June marked the official beginning of Atlantic hurricane season, but as we've seen in the past four consecutive years, the tropics didn't wait until June 1 to produce a named storm. This year, Subtropical Storm Alberto formed in late May and made landfall along the US Gulf coast. Its remnants contributed to record-setting monthly precipitation totals in North Carolina's southern Mountains.

The tropics have been quiet since then, and there are a few reasons why. For one, a massive plume of dust from the Sahara Desert was blown off the African coast and over the Atlantic. This dust saps moisture from the air, robbing potential storms of the water vapor they need to drive condensation and cloud development.


Dust from the Sahara blows across the Atlantic Ocean. (Image from the NOAA Environmental Visualization Laboratory)

The presence of that Saharan dust as far west as the Caribbean Sea is a sign of another detriment to storm development. Strong upper-level winds have generated a vertical wind shear of up to 60 knots, or 69 miles per hour, which is more than enough to tear apart any potential storms.

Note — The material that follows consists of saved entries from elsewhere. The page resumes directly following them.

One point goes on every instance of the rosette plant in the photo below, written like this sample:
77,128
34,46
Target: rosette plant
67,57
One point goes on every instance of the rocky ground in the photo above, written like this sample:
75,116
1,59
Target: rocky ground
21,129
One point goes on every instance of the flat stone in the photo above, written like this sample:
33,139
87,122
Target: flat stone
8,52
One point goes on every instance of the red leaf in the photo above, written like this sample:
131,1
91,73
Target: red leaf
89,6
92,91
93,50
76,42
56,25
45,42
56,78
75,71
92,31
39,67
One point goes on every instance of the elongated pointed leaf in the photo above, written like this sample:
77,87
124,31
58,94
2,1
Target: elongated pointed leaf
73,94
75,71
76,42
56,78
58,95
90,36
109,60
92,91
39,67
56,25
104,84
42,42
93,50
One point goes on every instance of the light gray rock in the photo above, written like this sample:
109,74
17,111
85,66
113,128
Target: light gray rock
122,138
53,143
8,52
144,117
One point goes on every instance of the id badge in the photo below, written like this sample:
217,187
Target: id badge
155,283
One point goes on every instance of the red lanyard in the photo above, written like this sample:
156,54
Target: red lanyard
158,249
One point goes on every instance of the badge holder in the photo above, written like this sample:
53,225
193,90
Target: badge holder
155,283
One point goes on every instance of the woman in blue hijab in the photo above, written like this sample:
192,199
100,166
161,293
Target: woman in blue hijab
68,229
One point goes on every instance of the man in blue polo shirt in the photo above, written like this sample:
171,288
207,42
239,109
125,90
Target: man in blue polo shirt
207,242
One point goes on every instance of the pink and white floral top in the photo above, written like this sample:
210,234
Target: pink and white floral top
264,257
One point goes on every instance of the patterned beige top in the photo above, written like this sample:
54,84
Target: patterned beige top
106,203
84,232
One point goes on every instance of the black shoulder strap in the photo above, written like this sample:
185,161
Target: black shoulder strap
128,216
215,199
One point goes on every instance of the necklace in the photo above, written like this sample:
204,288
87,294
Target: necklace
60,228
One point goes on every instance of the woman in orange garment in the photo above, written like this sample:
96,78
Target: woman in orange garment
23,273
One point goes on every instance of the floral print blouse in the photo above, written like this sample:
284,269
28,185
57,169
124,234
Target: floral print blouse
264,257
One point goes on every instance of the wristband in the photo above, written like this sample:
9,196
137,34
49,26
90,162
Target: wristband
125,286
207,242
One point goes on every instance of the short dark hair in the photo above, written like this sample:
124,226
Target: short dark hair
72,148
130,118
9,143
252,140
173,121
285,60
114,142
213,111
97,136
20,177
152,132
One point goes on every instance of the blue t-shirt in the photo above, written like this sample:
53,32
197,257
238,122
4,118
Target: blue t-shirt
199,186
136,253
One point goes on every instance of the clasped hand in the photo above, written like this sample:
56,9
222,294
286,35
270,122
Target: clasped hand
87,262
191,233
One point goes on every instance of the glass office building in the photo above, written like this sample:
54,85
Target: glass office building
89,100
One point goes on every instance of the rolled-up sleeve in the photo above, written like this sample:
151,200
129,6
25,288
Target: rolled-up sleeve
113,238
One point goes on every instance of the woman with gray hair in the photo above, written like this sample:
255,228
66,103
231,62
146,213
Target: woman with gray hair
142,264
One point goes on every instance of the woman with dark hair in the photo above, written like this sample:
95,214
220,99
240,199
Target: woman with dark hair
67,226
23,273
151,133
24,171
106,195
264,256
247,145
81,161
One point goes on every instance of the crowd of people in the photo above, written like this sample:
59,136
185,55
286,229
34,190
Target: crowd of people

Finally, much of the eastern Atlantic still has sea surface temperatures slightly below normal. Although historically, we don't often see many June tropical storms form that far east, they become more common in July and August. If the current atmospheric and oceanic features hold steady as we head through the rest of the summer, it could be tougher for storms to form.

Pre-Season 2018 Atlantic Hurricane Season Forecasts
# of named storms# of hurricanes# of major hurricanes
Long-term avg. (1981-2010)12.16.42.7
NC State Univ. (issued Apr. 16)14 to 187 to 113 to 5
NOAA (issued May 24)10 to 165 to 91 to 4
UK Met Office (issued May 25)116(no prediction)
TropicalStormRisk.com (issued May 30)941
Colorado State Univ. (issued May 31)1462

Most forecasts made in the spring called for near- to above-normal tropical activity in the Atlantic this year, generally citing warmer water in the Gulf of Mexico as a driver in storm development as we already saw with Alberto.

However, the UK-based TropicalStormRisk.com forecast group predicted a quiet hurricane season in its May outlook, noting those cooler sea surface temperatures and stronger trade winds as factors that could limit activity.

Their forecast does still call for 9 named storms and 4 hurricanes, which is a good reminder that even in an inactive year, it only takes one storm affecting you to make it a memorable and impactful one. So don't let some dust in the wind drop your readiness level, especially with the climatological peak of activity and the best -- or worst -- of hurricane season yet to come.